Here’s a code snippet,

class yourModel(nn.Module):
    def __init__(self, ...):
        self.backbone = previous_model(...)
        self.last_hidden_state_zero_layer = nn.Linear(...)
        self.logit_layer = nn.Linear(...)

    def forward(self, input):
        outputs = self.backbone(input, ...)
        last_hidden = self.last_hidden_state_zero_layer(outputs.last_hidden_state, some_parameter)
        logit = self.logit_layer(last_hidden)
        return logit

Define a class with components is a possible approach

Thanks, works like a charm.

So this did work, but now when I try and deploy this on sagemaker, it is unable to load the model.

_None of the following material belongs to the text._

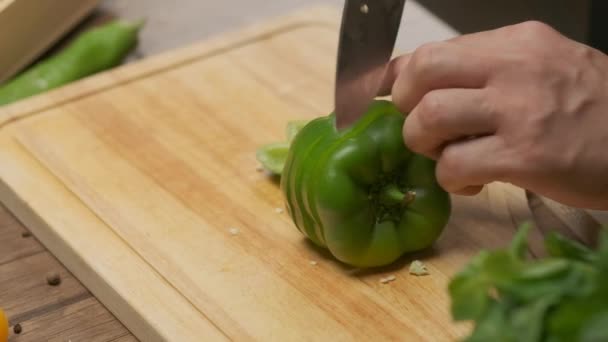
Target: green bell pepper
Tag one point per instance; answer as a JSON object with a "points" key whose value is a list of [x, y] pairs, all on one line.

When I look at the type of the above model, it reads
type(yourModel) = __main__.Model
so I’m assuming this is because sagemaker doesn’t recognize this as a torch object. Do you know of a way to fix this?

Could you share the code? Sagemaker is not a special something but just a instance (computer)

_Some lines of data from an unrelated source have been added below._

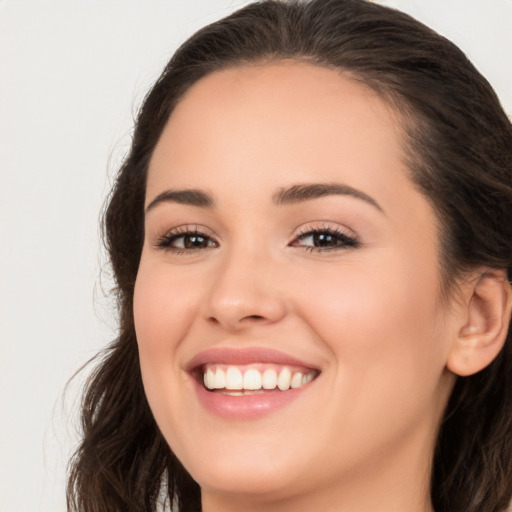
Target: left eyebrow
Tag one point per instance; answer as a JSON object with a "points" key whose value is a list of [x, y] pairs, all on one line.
{"points": [[306, 192], [192, 197]]}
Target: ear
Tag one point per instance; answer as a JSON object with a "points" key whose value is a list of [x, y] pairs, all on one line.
{"points": [[488, 305]]}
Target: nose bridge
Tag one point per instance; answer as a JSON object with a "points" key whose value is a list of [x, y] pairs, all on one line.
{"points": [[245, 288]]}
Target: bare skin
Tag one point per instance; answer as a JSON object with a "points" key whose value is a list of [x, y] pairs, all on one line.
{"points": [[347, 281]]}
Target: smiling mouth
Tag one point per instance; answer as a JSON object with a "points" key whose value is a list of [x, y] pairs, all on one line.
{"points": [[235, 380]]}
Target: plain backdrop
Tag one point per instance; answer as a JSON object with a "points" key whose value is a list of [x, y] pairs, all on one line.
{"points": [[72, 75]]}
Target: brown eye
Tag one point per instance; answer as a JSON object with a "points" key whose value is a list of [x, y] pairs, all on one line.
{"points": [[325, 240], [186, 241]]}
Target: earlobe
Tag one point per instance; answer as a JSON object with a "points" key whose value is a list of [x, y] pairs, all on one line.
{"points": [[487, 319]]}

This is how I instantiate the model

val_to_col_elec_model = PyTorchModel(#model_data='s3://sagemaker-nl-filter-suggest-two/fields/pytorchmodel.tar.gz',

and this is how I deploy

nl_detector = val_to_col_elec_model.deploy(
                     initial_instance_count = 1,
                     instance_type = 'ml.t2.medium', endpoint_name = endpoint_name)

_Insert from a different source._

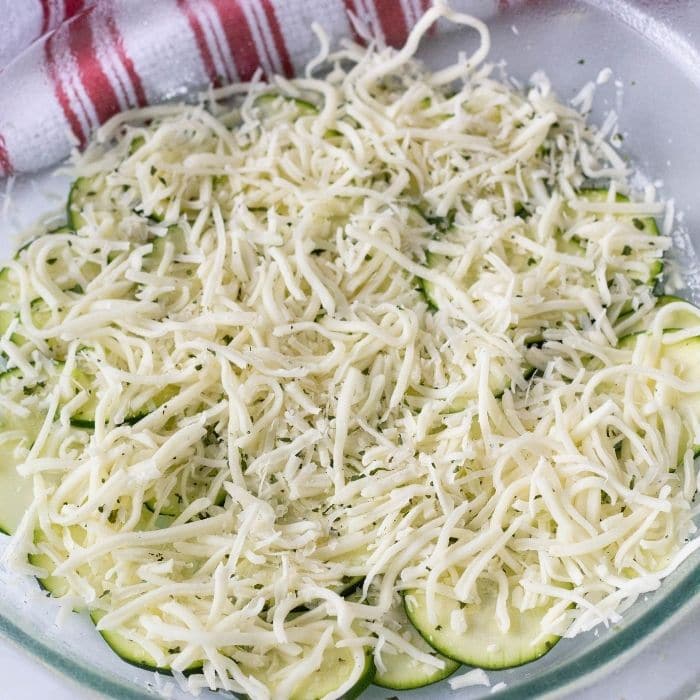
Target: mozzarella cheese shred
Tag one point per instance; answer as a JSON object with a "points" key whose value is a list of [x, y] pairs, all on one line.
{"points": [[359, 327]]}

When I upload the model created with this code

class Model(torch.nn.Module):
    def __init__(self, model, logit_layer):
        super(Model, self).__init__()
        self.model = model
        #self.last_hidden_state_zero_layer = nn.Linear(...)
        self.logit_layer = logit_layer

    def forward(self, input_ids, mask, tokens):
        pre_logits_mask = torch.reshape(mask, (mask.shape[0], mask.shape[1], 1) )
        outputs = self.model(input_ids, attention_mask=mask, token_type_ids=tokens)
        last_hidden_state = outputs.last_hidden_state
        last_hidden_state_zero_layer = torch.mul(last_hidden_state, pre_logits_mask)
        summed_final_hidden_state = torch.sum(last_hidden_state_zero_layer, 1)
        logits = self.logit_layer(summed_final_hidden_state)
        probs = torch.sigmoid(logits)
        return probs
entire_model = Model(model, logit_layer)

It runs into a model not loading error. again I believe this is because it is of type main.Model, because the sagemaker container is expecting a torch object.

I tested this by uploading only the sub model that I wrapped in the above Model class, which is of type transformers.models.electra.modeling_electra.ElectraModel and it worked.

Also, the above models save and load perfectly fine when ran locally. Let me know if anything needs any clarification

Doesn’t Sagemaker need 4 functions for deployment?
I wrote input_fn, output_fn, model_fn, predict_fn when I made a service.
I don’t get how did ElectraModel run successfully but would you change the name of class from Model to something different? I’m pretty not sure it helps but this is my tiny guess that the name of Model is conflicted to somewhat from Sagemaker class.

Out of Sagemaker, you don’t need to call .eval() separately.
Using entire_model.eval() is enough.

yes, I have all of the logic pertaining to the input_fn , output_fn , model_fn , predict_fn functions in the source directory. source_dir='value_to_column_source_dir' points to that logic.

I changed the name of the class to something other than Model and it still doesn’t work. I wonder if anyone else had tried deploying a PyTorch model created this way using sagemaker.

Please let me know error messages from logs

So I’m using torch.load in my model_fn function, and this is the error I’m getting in CloudWatch. Also, I renamed class Model(torch.nn.Module) to class transformer_Model(torch.nn.Module)

2022-07-18 01:58:04,499 [INFO ] W-9000-model_1-stdout org.pytorch.serve.wlm.WorkerLifeCycle - AttributeError: Can’t get attribute ‘transformer_Model’ on <module ‘main’ from ‘/opt/conda/lib/python3.6/site-packages/ts/model_service_worker.py’>

It turns out you have to save the state_dict instead of the entire model. Then when you want to use that custom model, you import the class Model(torch.nn.Module), then call Model.load_state_dict(torch.load('path')) to fill in the fine tuned weights.


1 Like

Nicely done:)
It was so hard to recognize